Der Unfall weckte böse Erinnerungen: 1978 waren bei einem Unglück mit einem Propen-Tanklastzug in Spanien mehr als 200 Menschen getötet worden, als sich das flüssige Gas über einen Campingplatz ergoss und entzündete. Bei einem Eisenbahnunfall in Bulgarien war erst 2016 ein mit Propen beladener Güterzug entgleist und explodiert.
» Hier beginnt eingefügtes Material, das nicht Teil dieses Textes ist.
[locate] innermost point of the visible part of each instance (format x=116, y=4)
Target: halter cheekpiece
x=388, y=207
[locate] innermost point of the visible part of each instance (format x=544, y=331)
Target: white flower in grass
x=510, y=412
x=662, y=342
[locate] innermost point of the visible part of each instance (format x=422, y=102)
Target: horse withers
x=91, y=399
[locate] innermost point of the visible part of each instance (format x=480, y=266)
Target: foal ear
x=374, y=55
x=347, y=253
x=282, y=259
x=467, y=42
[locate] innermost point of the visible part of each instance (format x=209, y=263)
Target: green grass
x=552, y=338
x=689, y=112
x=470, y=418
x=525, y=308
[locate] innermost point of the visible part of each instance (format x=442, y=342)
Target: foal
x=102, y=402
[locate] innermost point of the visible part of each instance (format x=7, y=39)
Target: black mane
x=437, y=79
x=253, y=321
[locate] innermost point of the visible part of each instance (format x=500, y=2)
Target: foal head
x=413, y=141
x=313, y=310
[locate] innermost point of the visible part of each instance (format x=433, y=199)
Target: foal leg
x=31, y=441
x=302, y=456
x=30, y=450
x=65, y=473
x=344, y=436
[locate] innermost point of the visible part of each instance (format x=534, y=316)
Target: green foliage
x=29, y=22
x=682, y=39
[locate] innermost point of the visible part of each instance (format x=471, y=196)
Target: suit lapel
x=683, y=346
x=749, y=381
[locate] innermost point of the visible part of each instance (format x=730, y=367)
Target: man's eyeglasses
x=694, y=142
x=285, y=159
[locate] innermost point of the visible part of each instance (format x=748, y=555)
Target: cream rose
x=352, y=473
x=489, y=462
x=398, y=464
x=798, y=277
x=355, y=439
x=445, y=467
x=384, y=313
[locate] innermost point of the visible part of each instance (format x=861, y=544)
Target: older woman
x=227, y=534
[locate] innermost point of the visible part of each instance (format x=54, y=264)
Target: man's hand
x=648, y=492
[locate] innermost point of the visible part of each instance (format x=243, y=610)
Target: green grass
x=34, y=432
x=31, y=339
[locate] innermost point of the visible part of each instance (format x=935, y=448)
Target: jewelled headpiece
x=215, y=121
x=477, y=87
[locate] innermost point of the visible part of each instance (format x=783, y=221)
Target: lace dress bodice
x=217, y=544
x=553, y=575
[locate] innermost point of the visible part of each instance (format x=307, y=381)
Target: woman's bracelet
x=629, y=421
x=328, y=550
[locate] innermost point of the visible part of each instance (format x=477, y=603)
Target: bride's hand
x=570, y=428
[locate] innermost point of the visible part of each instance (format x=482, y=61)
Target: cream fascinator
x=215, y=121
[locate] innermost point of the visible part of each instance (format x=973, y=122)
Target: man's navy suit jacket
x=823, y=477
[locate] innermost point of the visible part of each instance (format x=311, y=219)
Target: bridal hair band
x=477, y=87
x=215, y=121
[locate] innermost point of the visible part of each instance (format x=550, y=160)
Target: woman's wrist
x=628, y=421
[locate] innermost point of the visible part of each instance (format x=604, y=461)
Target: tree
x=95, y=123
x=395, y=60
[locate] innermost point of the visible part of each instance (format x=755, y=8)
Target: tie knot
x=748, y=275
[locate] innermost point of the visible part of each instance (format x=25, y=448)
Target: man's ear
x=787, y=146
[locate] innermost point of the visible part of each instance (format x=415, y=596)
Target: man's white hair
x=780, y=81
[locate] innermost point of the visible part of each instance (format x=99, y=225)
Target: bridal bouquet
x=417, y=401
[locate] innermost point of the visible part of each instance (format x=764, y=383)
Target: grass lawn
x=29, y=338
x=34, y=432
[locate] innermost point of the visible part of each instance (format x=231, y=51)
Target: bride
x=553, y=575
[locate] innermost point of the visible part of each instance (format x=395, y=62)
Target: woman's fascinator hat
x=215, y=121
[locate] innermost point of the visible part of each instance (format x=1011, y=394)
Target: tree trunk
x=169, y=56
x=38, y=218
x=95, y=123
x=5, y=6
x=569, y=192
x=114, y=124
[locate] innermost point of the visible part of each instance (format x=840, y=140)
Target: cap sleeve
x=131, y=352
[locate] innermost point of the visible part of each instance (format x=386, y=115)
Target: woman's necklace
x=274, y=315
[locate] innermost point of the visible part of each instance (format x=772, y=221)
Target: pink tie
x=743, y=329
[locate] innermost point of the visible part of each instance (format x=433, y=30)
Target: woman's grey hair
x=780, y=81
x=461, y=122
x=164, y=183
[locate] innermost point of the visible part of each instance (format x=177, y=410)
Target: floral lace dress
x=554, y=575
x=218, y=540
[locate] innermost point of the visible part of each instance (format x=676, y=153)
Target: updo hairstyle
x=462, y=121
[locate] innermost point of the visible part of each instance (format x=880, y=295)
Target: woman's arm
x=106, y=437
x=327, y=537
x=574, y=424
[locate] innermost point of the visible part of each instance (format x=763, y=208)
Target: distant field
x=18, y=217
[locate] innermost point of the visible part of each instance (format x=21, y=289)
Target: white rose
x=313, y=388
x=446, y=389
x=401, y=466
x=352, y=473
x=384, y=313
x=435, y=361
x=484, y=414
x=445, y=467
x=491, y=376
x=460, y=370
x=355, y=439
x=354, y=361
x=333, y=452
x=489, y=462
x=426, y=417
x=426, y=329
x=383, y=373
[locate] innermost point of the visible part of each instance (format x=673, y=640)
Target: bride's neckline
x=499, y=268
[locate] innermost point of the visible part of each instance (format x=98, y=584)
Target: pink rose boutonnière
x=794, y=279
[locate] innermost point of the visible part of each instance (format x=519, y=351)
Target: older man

Sieben Menschen starben.

Der Güterzug, der vom Bahnhof Trompet in Richtung Moerser Güterbahnhof unterwegs war, transportierte Flüssiggas, bestätigte ein Sprecher der Bundespolizei auf Nachfrage unserer Redaktion. Es handelt sich dabei um Propen.

Da dieses Gas, welches schwerer als Luft ist und zu Boden sinkt, vom Fließverhalten her mit Wasser vergleichbar ist, bestand die Gefahr, dass es bei Austritt nicht nur in die Kanalisation oder in Keller, sondern auch auf die tiefer gelegene A40 fließen könnte. Schon ein einziges an der Unfallstelle vorbeifahrendes Auto könnte dann einen Funken erzeugen und eine Explosion auslösen, erklärte André Gesthuysen, stellvertretender Chef der Moerser Feuerwehr, dieser Zeitung. Gegen 9.45 Uhr, rund anderthalb Stunden nach der Entgleisung des Zuges, sprühte die Feuerwehr den Zug ab. Es habe keine Hinweise gegeben, dass Gas ausgetreten sei. "Zum jetzigen Zeitpunkt sind die Messergebnisse Gott sei Dank negativ", so ein Sprecher der Feuerwehr am Vormittag.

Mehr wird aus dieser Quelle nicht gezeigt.